With so many individuals making use of xanax for medicinal purposes, it is often difficult for people to understand that the medication is also used in illicit practices. With that reluctance to believe that xanax xanax be a drug that is abused, many individuals fail to realize that it is possible for even medicinal users of xanax to overdose on the drug. Yes, it is possible to overdose on xanax and it can be very uncomfortable, and even potentially lead to life-threatening situations and circumstances.

There is always a risk for overdosing on xanax, even for prescription users of the medication, but even more so for those individuals who misuse alprazolam intentionally in seeking out a relaxing high. For medicinal users, doctors will try to avoid overdose by prescribing their patients with the lowest dose of the drug and by giving their client very specific instructions about how to take the medication and when. They will also try to refrain from filling a prescription with too much volume to it, and make sure to keep track of what they prescribed in the instance where a client uses more than they should and asks for more too quickly (as a sign of abuse and misuse of xanax).

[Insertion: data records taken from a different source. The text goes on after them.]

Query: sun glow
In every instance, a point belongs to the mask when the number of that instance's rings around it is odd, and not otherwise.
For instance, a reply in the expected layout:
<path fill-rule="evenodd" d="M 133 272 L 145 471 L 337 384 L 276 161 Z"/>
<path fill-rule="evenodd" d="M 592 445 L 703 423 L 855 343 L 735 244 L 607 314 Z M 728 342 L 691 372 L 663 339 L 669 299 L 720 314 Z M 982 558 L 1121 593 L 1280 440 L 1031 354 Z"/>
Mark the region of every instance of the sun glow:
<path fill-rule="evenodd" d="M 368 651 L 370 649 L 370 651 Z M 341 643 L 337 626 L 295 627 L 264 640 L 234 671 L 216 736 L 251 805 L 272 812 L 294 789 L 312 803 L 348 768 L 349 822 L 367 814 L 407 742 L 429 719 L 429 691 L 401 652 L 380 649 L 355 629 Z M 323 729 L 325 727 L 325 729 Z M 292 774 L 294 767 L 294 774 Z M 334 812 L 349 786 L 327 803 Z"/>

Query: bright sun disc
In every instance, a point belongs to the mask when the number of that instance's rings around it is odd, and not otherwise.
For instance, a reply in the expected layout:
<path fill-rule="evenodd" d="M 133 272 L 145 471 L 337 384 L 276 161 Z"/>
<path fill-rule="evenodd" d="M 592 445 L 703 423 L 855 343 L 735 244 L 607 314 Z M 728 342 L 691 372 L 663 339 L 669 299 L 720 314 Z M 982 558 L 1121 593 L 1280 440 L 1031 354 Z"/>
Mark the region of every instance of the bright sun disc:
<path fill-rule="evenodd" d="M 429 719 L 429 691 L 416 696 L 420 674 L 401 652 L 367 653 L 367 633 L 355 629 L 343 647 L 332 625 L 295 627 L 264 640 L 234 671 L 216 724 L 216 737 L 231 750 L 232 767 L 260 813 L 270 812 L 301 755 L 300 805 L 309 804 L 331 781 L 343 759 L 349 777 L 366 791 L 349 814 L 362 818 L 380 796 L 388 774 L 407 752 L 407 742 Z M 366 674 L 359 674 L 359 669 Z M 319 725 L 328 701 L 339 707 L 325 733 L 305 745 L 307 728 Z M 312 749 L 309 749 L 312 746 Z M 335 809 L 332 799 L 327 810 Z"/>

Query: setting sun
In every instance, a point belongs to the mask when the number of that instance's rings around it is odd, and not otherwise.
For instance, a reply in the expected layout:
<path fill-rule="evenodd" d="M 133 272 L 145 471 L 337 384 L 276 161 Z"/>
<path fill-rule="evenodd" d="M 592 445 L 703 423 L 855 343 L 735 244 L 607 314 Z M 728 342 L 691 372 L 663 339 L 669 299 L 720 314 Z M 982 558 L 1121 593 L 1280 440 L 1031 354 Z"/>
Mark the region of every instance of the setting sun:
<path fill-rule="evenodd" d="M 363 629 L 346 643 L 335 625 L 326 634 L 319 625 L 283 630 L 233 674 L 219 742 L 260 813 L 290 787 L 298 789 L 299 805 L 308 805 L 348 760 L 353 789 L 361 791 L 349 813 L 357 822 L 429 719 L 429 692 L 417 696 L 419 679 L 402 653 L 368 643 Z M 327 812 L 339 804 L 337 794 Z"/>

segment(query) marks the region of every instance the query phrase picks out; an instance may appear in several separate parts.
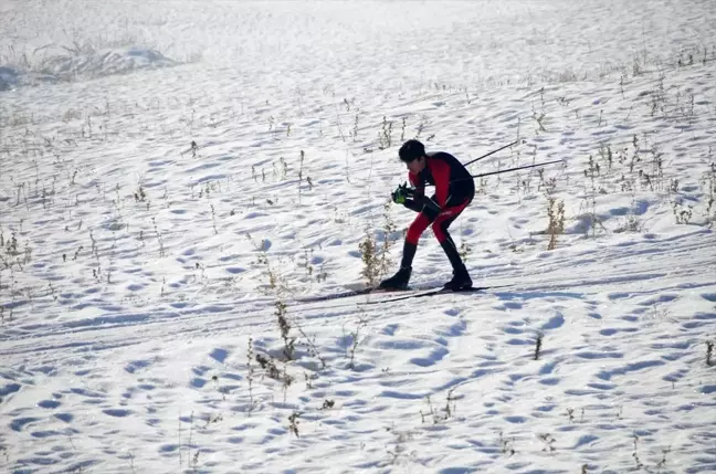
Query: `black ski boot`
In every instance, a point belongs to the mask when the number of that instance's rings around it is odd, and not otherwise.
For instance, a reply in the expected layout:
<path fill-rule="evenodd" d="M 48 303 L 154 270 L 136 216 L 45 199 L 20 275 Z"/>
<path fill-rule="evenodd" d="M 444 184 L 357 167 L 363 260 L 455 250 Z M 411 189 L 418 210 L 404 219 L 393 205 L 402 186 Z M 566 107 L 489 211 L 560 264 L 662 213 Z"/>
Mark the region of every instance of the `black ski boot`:
<path fill-rule="evenodd" d="M 403 256 L 400 262 L 400 270 L 393 276 L 388 280 L 383 280 L 378 285 L 379 288 L 383 289 L 406 289 L 408 288 L 408 283 L 410 282 L 410 274 L 412 273 L 412 260 L 415 256 L 415 251 L 418 245 L 406 242 L 403 244 Z"/>
<path fill-rule="evenodd" d="M 452 289 L 453 292 L 472 288 L 472 278 L 470 277 L 470 274 L 467 274 L 467 270 L 463 267 L 462 271 L 453 272 L 453 278 L 445 283 L 443 288 Z"/>
<path fill-rule="evenodd" d="M 472 278 L 467 273 L 467 268 L 465 268 L 465 264 L 460 257 L 460 253 L 457 252 L 457 247 L 455 247 L 453 240 L 449 236 L 440 245 L 443 247 L 443 251 L 445 252 L 445 255 L 448 255 L 448 260 L 450 260 L 450 264 L 453 267 L 453 277 L 450 282 L 445 283 L 443 288 L 452 289 L 453 292 L 472 288 Z"/>
<path fill-rule="evenodd" d="M 380 282 L 378 287 L 382 289 L 407 289 L 411 273 L 412 268 L 410 266 L 401 266 L 398 273 Z"/>

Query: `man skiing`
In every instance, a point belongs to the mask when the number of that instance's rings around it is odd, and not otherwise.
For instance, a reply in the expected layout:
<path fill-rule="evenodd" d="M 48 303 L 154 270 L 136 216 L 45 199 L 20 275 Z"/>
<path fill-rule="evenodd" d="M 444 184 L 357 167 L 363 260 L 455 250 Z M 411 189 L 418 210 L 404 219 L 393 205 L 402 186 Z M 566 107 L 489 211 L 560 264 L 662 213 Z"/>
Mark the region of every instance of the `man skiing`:
<path fill-rule="evenodd" d="M 467 169 L 452 155 L 444 151 L 425 152 L 418 140 L 408 140 L 398 152 L 400 160 L 408 167 L 408 178 L 412 188 L 400 186 L 392 193 L 392 200 L 418 212 L 410 224 L 403 244 L 400 270 L 380 283 L 380 288 L 404 289 L 412 272 L 412 261 L 418 250 L 420 235 L 432 224 L 433 233 L 440 242 L 453 267 L 453 277 L 445 283 L 446 289 L 460 291 L 472 287 L 472 280 L 460 257 L 455 242 L 448 228 L 472 202 L 475 183 Z M 435 187 L 432 198 L 424 196 L 425 185 Z"/>

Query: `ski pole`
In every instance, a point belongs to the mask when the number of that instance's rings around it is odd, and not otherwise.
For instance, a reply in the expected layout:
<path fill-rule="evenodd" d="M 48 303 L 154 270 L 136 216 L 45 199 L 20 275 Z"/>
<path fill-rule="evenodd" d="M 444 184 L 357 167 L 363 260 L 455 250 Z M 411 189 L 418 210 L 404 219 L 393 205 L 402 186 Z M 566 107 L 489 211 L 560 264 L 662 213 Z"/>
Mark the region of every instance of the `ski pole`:
<path fill-rule="evenodd" d="M 538 162 L 537 165 L 525 165 L 525 166 L 520 166 L 520 167 L 517 167 L 517 168 L 502 169 L 502 170 L 489 171 L 489 172 L 481 172 L 480 175 L 471 175 L 470 178 L 454 179 L 454 180 L 452 180 L 450 182 L 465 181 L 467 179 L 482 178 L 484 176 L 499 175 L 501 172 L 517 171 L 517 170 L 527 169 L 527 168 L 537 168 L 538 166 L 554 165 L 556 162 L 564 162 L 564 161 L 560 160 L 560 159 L 556 159 L 554 161 Z"/>
<path fill-rule="evenodd" d="M 474 164 L 474 162 L 476 162 L 476 161 L 480 161 L 480 160 L 483 159 L 483 158 L 487 158 L 487 157 L 491 156 L 491 155 L 495 155 L 497 151 L 502 151 L 502 150 L 504 150 L 505 148 L 509 148 L 509 147 L 512 147 L 513 145 L 517 145 L 518 143 L 519 143 L 519 140 L 515 140 L 515 141 L 513 141 L 512 144 L 509 144 L 509 145 L 505 145 L 504 147 L 497 148 L 496 150 L 492 150 L 491 152 L 485 154 L 485 155 L 483 155 L 483 156 L 481 156 L 481 157 L 478 157 L 478 158 L 475 158 L 475 159 L 472 160 L 472 161 L 467 161 L 467 162 L 464 164 L 463 166 L 466 168 L 468 165 L 472 165 L 472 164 Z M 525 140 L 523 140 L 523 144 L 524 144 L 524 143 L 525 143 Z"/>

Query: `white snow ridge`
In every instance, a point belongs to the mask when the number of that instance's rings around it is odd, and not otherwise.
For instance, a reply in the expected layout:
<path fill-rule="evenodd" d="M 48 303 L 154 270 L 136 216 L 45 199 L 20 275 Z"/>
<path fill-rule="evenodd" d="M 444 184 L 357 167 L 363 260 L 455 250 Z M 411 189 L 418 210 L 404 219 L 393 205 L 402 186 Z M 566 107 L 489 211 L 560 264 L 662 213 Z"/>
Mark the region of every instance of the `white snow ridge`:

Medical professionals aim to help their clients and also limit dependence risk to xanax by tracking their symptoms, and starting off by prescribing the lowest dose of the drug for the shortest amount of time, and reevaluating their clients condition as often and accurately as possible. Yet, even with all of the precaution, it is still possible for even a well meaning client to take too much xanax in one sitting and overdose. The typical symptoms involved with a xanax overdose include:

  • Confusion
  • Dizziness
  • Extreme drowsiness
  • Impaiared coordination
  • Reduced reflexes
  • Slurred speech
  • Altered mental state
  • Risk of coma
  • Risk of life threatening circumstances
  • Difficulty breathing (normally only if xanax is used with alcohol or other substances)

Individuals who overdose on xanax can experience either only a few of these symptoms, or all of them, and depending on outside factors, can have either a very mild reaction to their overdose, or a very severe one. Regardless if any individual is experiencing mild or severe xanax overdose symptoms, they should always receive emergency medical attention, just in case more intense side effects develop.